Key principles to reinforce:

  • Configuration over coding: In AUTOSAR and automotive middleware environments, correctness is largely determined by ARXML configuration, not application code. A correctly implemented algorithm can produce wrong results due to a single misconfigured parameter.
  • Traceability as a first-class concern: Every configuration decision should be traceable to a requirement, safety goal, or architecture decision. Undocumented configuration choices are a common source of regression defects when ECUs are updated.
  • Cross-module dependencies: In tightly integrated automotive software stacks, changing one module's configuration often requires corresponding updates in dependent modules. Always perform a dependency impact analysis before submitting configuration changes.

🏭 How This Topic Appears in Production Projects

  • Project integration phase: The concepts covered in this lesson are most commonly encountered during ECU integration testing — when multiple software components from different teams are combined for the first time. Issues that were invisible in unit tests frequently surface at this stage.
  • Supplier/OEM interface: This is a topic that frequently appears in technical discussions between Tier-1 ECU suppliers and OEM system integrators. Engineers who can speak fluently about these details earn credibility and are often brought into critical design review meetings.
  • Automotive tool ecosystem: Vector CANoe/CANalyzer, dSPACE tools, and ETAS INCA are the standard tools used to validate and measure the correct behaviour of the systems described in this lesson. Familiarity with these tools alongside the conceptual knowledge dramatically accelerates debugging in real projects.
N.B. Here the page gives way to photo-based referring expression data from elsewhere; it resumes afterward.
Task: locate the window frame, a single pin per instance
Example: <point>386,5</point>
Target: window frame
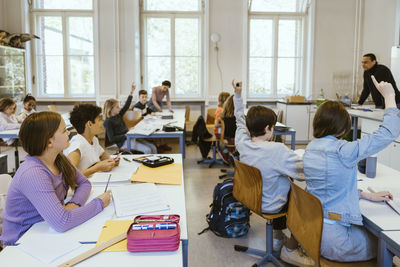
<point>172,15</point>
<point>64,14</point>
<point>299,57</point>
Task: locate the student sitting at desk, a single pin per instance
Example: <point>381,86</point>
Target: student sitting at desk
<point>8,120</point>
<point>28,109</point>
<point>330,168</point>
<point>39,188</point>
<point>142,104</point>
<point>85,151</point>
<point>116,127</point>
<point>275,162</point>
<point>157,96</point>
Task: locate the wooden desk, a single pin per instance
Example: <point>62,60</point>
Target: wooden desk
<point>90,230</point>
<point>12,256</point>
<point>157,123</point>
<point>376,115</point>
<point>378,216</point>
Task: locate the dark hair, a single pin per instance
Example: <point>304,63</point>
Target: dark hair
<point>81,114</point>
<point>35,133</point>
<point>259,117</point>
<point>166,83</point>
<point>371,56</point>
<point>331,118</point>
<point>142,92</point>
<point>29,97</point>
<point>5,103</point>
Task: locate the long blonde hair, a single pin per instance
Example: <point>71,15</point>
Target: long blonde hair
<point>35,133</point>
<point>108,106</point>
<point>228,109</point>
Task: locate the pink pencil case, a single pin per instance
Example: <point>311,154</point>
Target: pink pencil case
<point>152,233</point>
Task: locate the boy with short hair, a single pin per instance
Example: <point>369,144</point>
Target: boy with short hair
<point>142,104</point>
<point>84,151</point>
<point>276,162</point>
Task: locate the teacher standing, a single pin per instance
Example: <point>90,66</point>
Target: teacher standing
<point>381,73</point>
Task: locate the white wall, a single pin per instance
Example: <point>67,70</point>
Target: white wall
<point>334,38</point>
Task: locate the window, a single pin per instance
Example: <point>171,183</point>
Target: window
<point>275,48</point>
<point>172,45</point>
<point>64,55</point>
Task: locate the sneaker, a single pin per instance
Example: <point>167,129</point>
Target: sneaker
<point>277,244</point>
<point>295,257</point>
<point>224,156</point>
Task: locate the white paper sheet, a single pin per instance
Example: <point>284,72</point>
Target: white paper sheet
<point>48,247</point>
<point>121,173</point>
<point>137,199</point>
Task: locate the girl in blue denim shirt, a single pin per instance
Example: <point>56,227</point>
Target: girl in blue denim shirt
<point>330,168</point>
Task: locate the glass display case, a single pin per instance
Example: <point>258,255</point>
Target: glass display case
<point>12,73</point>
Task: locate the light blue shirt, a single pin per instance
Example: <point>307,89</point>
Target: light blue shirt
<point>330,167</point>
<point>274,160</point>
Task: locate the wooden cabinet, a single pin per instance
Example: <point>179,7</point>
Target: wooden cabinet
<point>12,72</point>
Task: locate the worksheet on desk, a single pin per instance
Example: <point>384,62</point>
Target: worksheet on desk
<point>136,199</point>
<point>121,173</point>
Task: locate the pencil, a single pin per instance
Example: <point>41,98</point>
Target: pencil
<point>109,177</point>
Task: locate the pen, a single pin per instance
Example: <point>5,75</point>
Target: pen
<point>109,177</point>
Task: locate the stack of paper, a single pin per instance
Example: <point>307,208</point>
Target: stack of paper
<point>121,173</point>
<point>137,199</point>
<point>48,247</point>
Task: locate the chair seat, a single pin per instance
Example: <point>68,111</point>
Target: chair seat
<point>273,216</point>
<point>327,263</point>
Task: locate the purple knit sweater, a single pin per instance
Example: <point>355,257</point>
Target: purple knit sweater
<point>36,194</point>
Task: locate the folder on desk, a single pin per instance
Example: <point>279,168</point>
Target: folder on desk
<point>168,174</point>
<point>112,229</point>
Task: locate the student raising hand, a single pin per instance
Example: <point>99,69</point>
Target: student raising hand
<point>133,87</point>
<point>237,86</point>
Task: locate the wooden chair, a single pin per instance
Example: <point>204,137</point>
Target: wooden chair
<point>305,222</point>
<point>247,188</point>
<point>52,108</point>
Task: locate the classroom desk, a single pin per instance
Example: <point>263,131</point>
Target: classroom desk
<point>90,230</point>
<point>378,216</point>
<point>376,115</point>
<point>290,131</point>
<point>12,256</point>
<point>157,123</point>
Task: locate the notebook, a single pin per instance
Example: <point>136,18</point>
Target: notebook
<point>138,199</point>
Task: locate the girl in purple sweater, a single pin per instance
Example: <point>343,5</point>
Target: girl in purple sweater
<point>40,185</point>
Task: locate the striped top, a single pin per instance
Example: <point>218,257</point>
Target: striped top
<point>36,194</point>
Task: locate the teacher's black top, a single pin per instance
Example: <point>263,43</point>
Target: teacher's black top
<point>381,73</point>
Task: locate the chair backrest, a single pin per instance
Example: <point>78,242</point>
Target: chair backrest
<point>187,113</point>
<point>305,219</point>
<point>211,116</point>
<point>132,117</point>
<point>247,186</point>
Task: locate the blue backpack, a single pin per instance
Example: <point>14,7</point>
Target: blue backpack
<point>227,217</point>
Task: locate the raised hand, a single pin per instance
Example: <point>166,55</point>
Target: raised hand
<point>237,86</point>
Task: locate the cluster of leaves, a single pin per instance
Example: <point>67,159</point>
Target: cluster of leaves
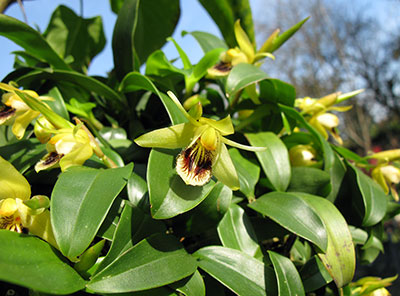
<point>140,228</point>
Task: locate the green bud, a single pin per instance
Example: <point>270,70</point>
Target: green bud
<point>89,257</point>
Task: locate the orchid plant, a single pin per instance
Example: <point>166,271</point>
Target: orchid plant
<point>209,179</point>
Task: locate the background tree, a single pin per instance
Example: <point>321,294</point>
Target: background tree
<point>344,46</point>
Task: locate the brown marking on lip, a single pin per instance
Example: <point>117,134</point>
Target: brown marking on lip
<point>6,113</point>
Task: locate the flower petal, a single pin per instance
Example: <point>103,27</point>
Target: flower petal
<point>22,121</point>
<point>241,146</point>
<point>38,225</point>
<point>377,175</point>
<point>8,207</point>
<point>12,183</point>
<point>180,107</point>
<point>224,126</point>
<point>244,42</point>
<point>224,170</point>
<point>176,136</point>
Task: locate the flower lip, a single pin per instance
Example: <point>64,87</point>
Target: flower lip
<point>6,113</point>
<point>194,164</point>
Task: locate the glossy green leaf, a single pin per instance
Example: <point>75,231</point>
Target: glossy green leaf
<point>275,160</point>
<point>282,38</point>
<point>211,210</point>
<point>314,275</point>
<point>86,82</point>
<point>337,172</point>
<point>374,201</point>
<point>28,261</point>
<point>191,286</point>
<point>133,226</point>
<point>207,41</point>
<point>339,258</point>
<point>76,209</point>
<point>169,195</point>
<point>31,40</point>
<point>248,172</point>
<point>200,69</point>
<point>241,273</point>
<point>141,28</point>
<point>226,12</point>
<point>241,76</point>
<point>154,262</point>
<point>157,64</point>
<point>289,281</point>
<point>309,180</point>
<point>137,188</point>
<point>71,35</point>
<point>236,232</point>
<point>135,81</point>
<point>277,91</point>
<point>294,214</point>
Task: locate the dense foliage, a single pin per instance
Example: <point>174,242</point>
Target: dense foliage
<point>85,204</point>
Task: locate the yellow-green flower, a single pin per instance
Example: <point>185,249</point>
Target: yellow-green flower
<point>303,155</point>
<point>316,112</point>
<point>68,147</point>
<point>15,215</point>
<point>204,153</point>
<point>387,176</point>
<point>15,112</point>
<point>245,53</point>
<point>371,286</point>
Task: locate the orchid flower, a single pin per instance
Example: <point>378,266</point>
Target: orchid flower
<point>68,147</point>
<point>245,53</point>
<point>15,214</point>
<point>16,112</point>
<point>205,153</point>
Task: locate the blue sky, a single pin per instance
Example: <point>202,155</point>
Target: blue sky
<point>193,17</point>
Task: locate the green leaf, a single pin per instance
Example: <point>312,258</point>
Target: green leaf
<point>31,41</point>
<point>154,262</point>
<point>58,105</point>
<point>86,82</point>
<point>236,232</point>
<point>30,262</point>
<point>293,213</point>
<point>241,76</point>
<point>192,286</point>
<point>137,188</point>
<point>76,209</point>
<point>339,258</point>
<point>289,282</point>
<point>200,69</point>
<point>141,28</point>
<point>361,198</point>
<point>241,273</point>
<point>169,195</point>
<point>135,81</point>
<point>226,12</point>
<point>282,38</point>
<point>71,35</point>
<point>211,210</point>
<point>133,226</point>
<point>277,91</point>
<point>309,180</point>
<point>275,160</point>
<point>247,171</point>
<point>314,275</point>
<point>207,41</point>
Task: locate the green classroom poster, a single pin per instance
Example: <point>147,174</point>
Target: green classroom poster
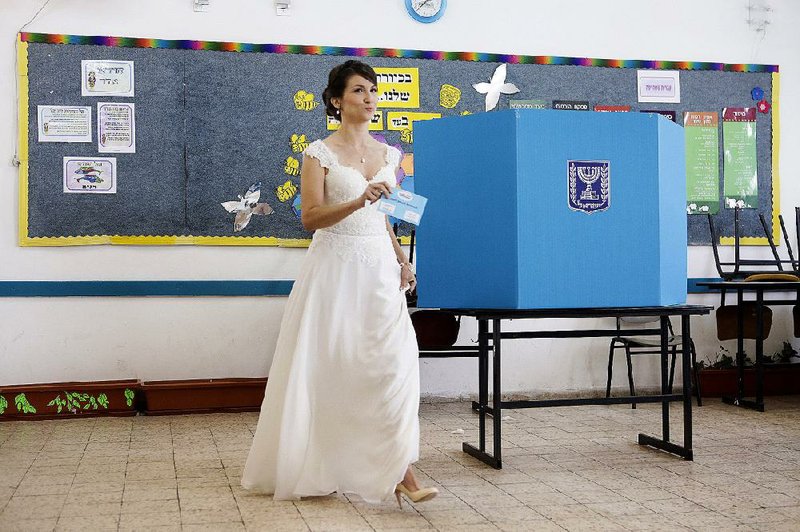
<point>702,162</point>
<point>739,163</point>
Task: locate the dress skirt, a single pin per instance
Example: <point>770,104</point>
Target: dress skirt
<point>340,413</point>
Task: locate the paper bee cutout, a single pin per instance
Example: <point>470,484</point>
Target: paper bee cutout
<point>291,166</point>
<point>298,143</point>
<point>496,86</point>
<point>285,191</point>
<point>247,206</point>
<point>449,96</point>
<point>304,101</point>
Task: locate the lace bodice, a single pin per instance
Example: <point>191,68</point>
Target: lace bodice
<point>345,183</point>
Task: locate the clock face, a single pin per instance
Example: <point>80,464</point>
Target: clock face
<point>426,10</point>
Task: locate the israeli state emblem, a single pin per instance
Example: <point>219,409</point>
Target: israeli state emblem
<point>589,185</point>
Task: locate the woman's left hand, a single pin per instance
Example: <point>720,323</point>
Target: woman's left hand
<point>408,281</point>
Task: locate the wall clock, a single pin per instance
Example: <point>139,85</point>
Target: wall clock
<point>426,11</point>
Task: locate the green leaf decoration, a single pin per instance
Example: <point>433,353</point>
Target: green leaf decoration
<point>23,405</point>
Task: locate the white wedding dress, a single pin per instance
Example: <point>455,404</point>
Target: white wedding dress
<point>340,411</point>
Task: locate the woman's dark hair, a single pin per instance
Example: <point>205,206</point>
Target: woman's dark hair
<point>337,81</point>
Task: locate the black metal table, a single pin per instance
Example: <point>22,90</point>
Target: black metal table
<point>490,341</point>
<point>758,288</point>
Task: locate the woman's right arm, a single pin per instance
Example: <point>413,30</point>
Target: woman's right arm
<point>314,214</point>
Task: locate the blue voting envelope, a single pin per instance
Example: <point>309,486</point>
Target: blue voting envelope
<point>403,205</point>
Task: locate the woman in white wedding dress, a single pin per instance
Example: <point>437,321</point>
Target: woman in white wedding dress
<point>340,413</point>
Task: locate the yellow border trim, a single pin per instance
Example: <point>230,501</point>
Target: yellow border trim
<point>777,237</point>
<point>22,142</point>
<point>171,241</point>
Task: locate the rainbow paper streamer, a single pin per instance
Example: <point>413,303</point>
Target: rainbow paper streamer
<point>217,46</point>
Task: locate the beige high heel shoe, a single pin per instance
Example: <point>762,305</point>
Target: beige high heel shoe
<point>422,494</point>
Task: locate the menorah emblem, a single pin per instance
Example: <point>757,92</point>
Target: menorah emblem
<point>589,185</point>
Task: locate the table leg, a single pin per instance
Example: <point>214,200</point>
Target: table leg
<point>663,443</point>
<point>482,406</point>
<point>664,376</point>
<point>739,399</point>
<point>686,368</point>
<point>483,380</point>
<point>759,350</point>
<point>497,414</point>
<point>740,345</point>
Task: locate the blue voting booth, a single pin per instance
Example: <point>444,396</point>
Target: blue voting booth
<point>551,209</point>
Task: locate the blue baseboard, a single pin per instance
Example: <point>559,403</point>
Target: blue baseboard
<point>143,288</point>
<point>181,288</point>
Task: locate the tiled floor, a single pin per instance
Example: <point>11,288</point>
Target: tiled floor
<point>574,468</point>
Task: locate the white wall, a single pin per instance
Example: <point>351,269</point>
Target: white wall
<point>50,340</point>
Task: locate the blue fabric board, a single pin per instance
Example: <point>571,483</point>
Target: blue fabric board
<point>210,124</point>
<point>672,224</point>
<point>526,248</point>
<point>577,258</point>
<point>471,200</point>
<point>150,191</point>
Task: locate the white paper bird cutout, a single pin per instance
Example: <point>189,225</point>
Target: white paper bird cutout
<point>247,206</point>
<point>494,88</point>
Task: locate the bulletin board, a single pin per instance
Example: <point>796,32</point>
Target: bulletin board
<point>216,120</point>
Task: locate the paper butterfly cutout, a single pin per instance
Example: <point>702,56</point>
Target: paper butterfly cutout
<point>247,206</point>
<point>495,87</point>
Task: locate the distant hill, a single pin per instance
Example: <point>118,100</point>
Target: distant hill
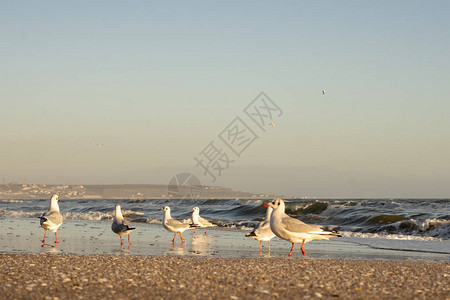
<point>137,191</point>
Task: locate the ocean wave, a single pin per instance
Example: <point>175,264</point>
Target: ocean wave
<point>20,214</point>
<point>389,236</point>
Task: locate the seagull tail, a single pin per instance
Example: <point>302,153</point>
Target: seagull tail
<point>251,234</point>
<point>332,232</point>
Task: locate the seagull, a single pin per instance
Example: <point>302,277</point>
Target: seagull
<point>120,226</point>
<point>172,224</point>
<point>52,218</point>
<point>198,221</point>
<point>293,230</point>
<point>263,231</point>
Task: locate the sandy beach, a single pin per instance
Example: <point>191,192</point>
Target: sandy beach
<point>67,276</point>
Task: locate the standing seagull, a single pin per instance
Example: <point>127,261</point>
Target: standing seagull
<point>198,221</point>
<point>263,231</point>
<point>120,226</point>
<point>52,218</point>
<point>293,230</point>
<point>172,224</point>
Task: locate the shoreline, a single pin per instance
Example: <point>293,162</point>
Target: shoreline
<point>48,276</point>
<point>95,237</point>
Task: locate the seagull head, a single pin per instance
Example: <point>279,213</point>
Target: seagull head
<point>55,198</point>
<point>165,208</point>
<point>276,203</point>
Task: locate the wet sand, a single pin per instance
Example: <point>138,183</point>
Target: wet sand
<point>68,276</point>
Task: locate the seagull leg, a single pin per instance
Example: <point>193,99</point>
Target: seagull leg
<point>290,253</point>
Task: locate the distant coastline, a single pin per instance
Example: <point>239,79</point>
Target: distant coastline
<point>120,191</point>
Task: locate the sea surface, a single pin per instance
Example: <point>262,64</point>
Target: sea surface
<point>421,225</point>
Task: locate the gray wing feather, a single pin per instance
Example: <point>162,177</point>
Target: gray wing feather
<point>53,216</point>
<point>175,223</point>
<point>295,225</point>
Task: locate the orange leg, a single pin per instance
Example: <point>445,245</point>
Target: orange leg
<point>303,250</point>
<point>290,253</point>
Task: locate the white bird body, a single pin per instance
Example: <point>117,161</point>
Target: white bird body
<point>173,225</point>
<point>51,219</point>
<point>198,221</point>
<point>293,230</point>
<point>262,232</point>
<point>120,225</point>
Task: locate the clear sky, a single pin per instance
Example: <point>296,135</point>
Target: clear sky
<point>155,82</point>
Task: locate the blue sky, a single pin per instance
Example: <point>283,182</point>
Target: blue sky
<point>156,82</point>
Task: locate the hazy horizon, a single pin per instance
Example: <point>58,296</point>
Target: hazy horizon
<point>117,93</point>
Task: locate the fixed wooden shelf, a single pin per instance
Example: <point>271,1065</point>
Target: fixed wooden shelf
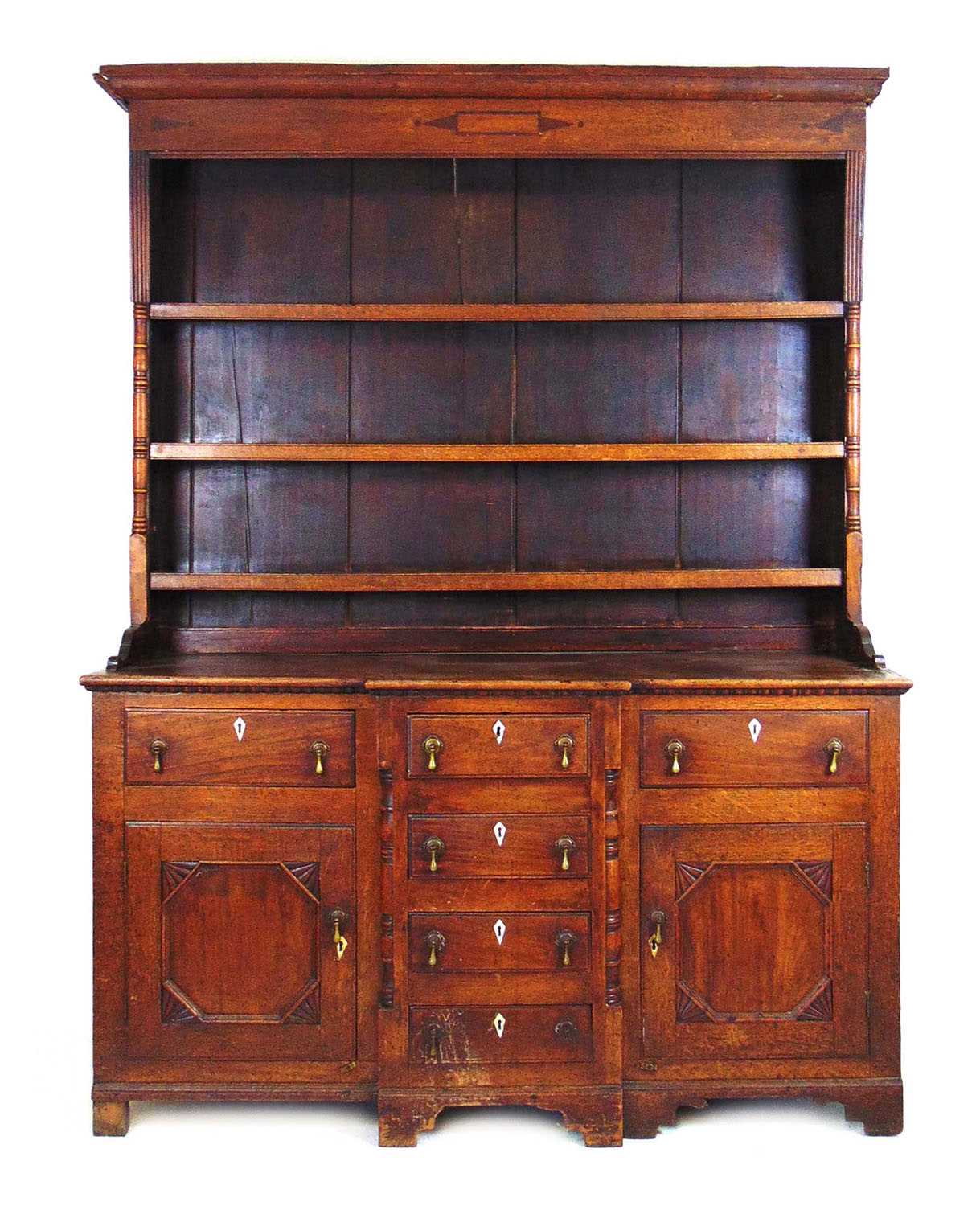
<point>601,311</point>
<point>507,453</point>
<point>502,580</point>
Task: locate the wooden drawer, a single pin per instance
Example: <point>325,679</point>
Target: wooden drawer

⚠️ Common Mistakes and How to Avoid Them

  1. Assuming default configuration is correct: Automotive software tools ship with default configurations that are designed to compile and link, not to meet project-specific requirements. Every configuration parameter needs to be consciously set. 'It compiled' is not the same as 'it is correctly configured'.
  2. Skipping documentation of configuration rationale: In a 3-year ECU project with team turnover, undocumented configuration choices become tribal knowledge that disappears when engineers leave. Document why a parameter is set to a specific value, not just what it is set to.
  3. Testing only the happy path: Automotive ECUs must behave correctly under fault conditions, voltage variations, and communication errors. Always test the error handling paths as rigorously as the nominal operation. Many production escapes originate in untested error branches.
  4. Version mismatches between teams: In a multi-team project, the BSW team, SWC team, and system integration team may use different versions of the same ARXML file. Version management of all ARXML files in a shared repository is mandatory, not optional.

📊 Industry Note

Engineers who master both the theoretical concepts and the practical toolchain skills covered in this course are among the most sought-after professionals in the automotive software industry. The combination of AUTOSAR standards knowledge, safety engineering understanding, and hands-on configuration experience commands premium salaries at OEMs and Tier-1 suppliers globally.